Conditional Text Generation for Uzbek: A Comparative Study with LSTM and mT5-small
Annotatsiya
We investigate conditional text generation for Uzbek in an open-domain setting spanning news, educational writing, and general prose. To enable supervised, prompt-driven generation, we curate a corpus of 12,078 Uzbek sentences and convert it into pairs where brief topic and style cues condition target continuations. A recurrent network baseline is compared with a multilingual text-to-text transformer fine-tuned for two epochs under identical preprocessing and splits. Quality is evaluated with corpus-level n-gram precision and two recall-oriented overlap measures that capture unigram coverage and longest-subsequence structure.

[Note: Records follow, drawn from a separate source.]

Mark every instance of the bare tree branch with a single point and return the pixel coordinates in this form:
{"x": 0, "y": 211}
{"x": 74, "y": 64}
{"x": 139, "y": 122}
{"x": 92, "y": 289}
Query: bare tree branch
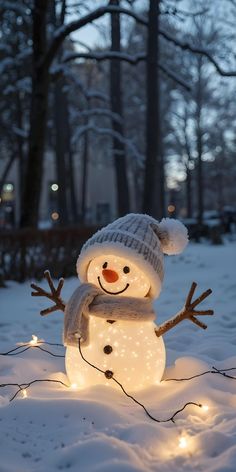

The transformer consistently surpasses the recurrent baseline, producing more fluent and stylistically stable continuations: n-gram precision rises from 11.8 to 26.7, unigram overlap from 23.6 to 40.8, and longest-subsequence overlap from 20.1 to 36.9 on the held-out test set. Error analysis shows that the recurrent model often truncates or repeats under longer prompts, whereas the transformer better preserves clause structure but can default to generic or enumerative phrasing when cues are underspecified. Simple prompt rephrasing toward directive intent and mild decoding constraints improves stability and sequence-level structure. These findings indicate that transformer-based conditional generation is a practical and effective approach for Uzbek under low-resource conditions. Future work will expand the corpus, incorporate semantic and human evaluations, and explore parameter-efficient and retrieval-augmented tuning for better grounding.